Servings: 8
Notes: This was from an old friend Mary Mack and everyone loved it and thought it was wonderful. So that is how it got it's name. This is my favorite, especially around the holidays. Adding fresh fruit is the best! You can put all different types. Some great additions are raspberries, fresh pineapple, or strawberries (I love these the best and always include them when I can).
Ingredients:
Salad
1/4 cup caramelized almonds
11 oz can of mandarin oranges, drained
1 cup diced celery
1 tablespoon fresh chopped parsley (very important do not omit)
2 scallions chopped or green onions
1 head of iceberg lettuces
1 bag fresh spinach
Dressing
1/2 teaspoon salt
2 tablespoons sugar
2 teaspoons red wine vinegar
1/4 cup oil made up of 1/8 c vegetable and 1/8 c olive oil
Caramelized Almonds
1 1/4 cups almonds is used in salad However, you can make a larger amount and store in air tight container for long time. (Yea good luck with the long time part. I never last long)
For every 1/4 cup of almonds use 2 tablespoons of white granulated sugar.
Instructions:
Salad
Break up and mix all ingredients together.

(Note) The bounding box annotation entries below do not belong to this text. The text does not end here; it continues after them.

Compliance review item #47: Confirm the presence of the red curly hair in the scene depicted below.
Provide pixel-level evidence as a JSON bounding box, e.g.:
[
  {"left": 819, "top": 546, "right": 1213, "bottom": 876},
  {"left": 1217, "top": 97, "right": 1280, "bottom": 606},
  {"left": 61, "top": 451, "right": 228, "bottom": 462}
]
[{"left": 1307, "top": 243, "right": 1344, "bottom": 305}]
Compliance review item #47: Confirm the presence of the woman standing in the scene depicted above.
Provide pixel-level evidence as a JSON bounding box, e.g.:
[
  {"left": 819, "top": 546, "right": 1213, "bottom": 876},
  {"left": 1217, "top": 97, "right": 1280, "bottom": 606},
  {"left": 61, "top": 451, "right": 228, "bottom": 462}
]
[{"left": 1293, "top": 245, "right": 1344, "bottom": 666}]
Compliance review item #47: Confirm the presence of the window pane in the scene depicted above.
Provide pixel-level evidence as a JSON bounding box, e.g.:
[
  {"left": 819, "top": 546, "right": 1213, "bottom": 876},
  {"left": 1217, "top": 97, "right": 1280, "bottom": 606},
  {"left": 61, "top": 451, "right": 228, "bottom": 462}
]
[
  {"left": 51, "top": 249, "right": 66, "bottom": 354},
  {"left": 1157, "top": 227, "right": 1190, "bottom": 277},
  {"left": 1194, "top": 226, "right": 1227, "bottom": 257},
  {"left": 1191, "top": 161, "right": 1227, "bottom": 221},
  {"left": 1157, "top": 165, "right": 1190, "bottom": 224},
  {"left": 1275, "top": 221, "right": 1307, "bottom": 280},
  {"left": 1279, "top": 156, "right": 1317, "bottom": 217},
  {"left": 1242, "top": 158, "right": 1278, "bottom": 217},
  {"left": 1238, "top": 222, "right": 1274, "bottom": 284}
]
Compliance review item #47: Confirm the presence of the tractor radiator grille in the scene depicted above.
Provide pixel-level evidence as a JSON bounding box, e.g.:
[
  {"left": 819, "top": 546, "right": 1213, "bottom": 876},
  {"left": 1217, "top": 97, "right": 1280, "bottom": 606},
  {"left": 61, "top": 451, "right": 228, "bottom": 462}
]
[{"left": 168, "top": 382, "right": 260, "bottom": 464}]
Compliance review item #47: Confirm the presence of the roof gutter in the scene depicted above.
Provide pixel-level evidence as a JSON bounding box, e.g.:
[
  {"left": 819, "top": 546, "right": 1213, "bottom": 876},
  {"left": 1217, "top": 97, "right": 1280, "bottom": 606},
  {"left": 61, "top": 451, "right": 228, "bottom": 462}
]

Dressing:Mix well together all ingredients and toss on slad just before serving.
This salad tastes much better dressed than having the dressing on the side!
Caramelized Almonds
In a non-stick pan at medium heat melt sugar -STIR CONSTANTLY- make sure you do not burn or have turn dark brown. When melted, QUICKLY take off heat and mix almonds with glaze and QUICKLY put on to glass bowl or plate. If you let stand too long it will stick to the pan and become very hard to come off.( If you have some glued to the pan place the pan back on stove with water. Bring to boil until sugar is dissolved. ) Place almonds in plastic bag and break up
Place the almonds on salad just before serving.